提示された資料には、「付随的損害見積(Collateral Damage Estimation)」という項目が含まれていた。これは軍事攻撃によって巻き添えとなる民間人の死傷や建物被害などを事前に見積もる手法を指す。防衛省の大和太郎防衛政策局長はこの点について「反撃能力行使に関係がある教育」と認めた。
さらに山添氏が「この見積もりには住宅や学校、商店といった施設に暮らす人口データが使われ、攻撃前に民間人の犠牲者数を算出している」と指摘したところ、人事教育局の青木健至局長は、自衛隊の訓練にも「入っている」と明言した。
山添氏は、米軍では犠牲者数が事前に設定された上限値を下回っていれば、大統領や国防長官の許可を得ずに攻撃が実行される仕組みになっていると説明。「この上限値は実質的な“殺害許可証”と呼ばれている」と述べ、イラク戦争時に米軍がサダム・フセイン氏への攻撃で「30人まで」と設定したケースを例に挙げた。
自衛隊も同様の上限値を設けるのかと詰め寄られた中谷元・防衛副大臣は、「現在は学んでいる段階」と述べたうえで、「運用としてはあくまで軍事目標に限定する」と釈明にとどまった。
しかし山添氏は、「そもそも民間人に被害が出ることを前提に、人数まで事前に算出する教育を受けている時点で問題だ」と批判。「日本の自衛隊が、民間人の犠牲もやむなしとする米軍型の軍隊に変質しようとしている。これは憲法上、到底認められるものではない」と強く訴えた。

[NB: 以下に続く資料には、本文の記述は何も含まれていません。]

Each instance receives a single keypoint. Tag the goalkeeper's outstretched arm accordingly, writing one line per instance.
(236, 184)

- 自衛隊幹部が米国の軍事教育で「敵基地攻撃」に関する訓練を受講
- 教育には「民間人の被害想定」を数値で見積もる訓練が含まれる
- 防衛省は教育内容にその手法が含まれていることを認める
- 山添氏は「実質的な殺害許可証」との指摘
- 政府側は「軍事目標に限定する」と説明するも、歯切れの悪さが目立つ
国民の命と安全を守るはずの自衛隊が、民間人犠牲を前提にした作戦の訓練を受けているという事実に、波紋が広がりそうだ。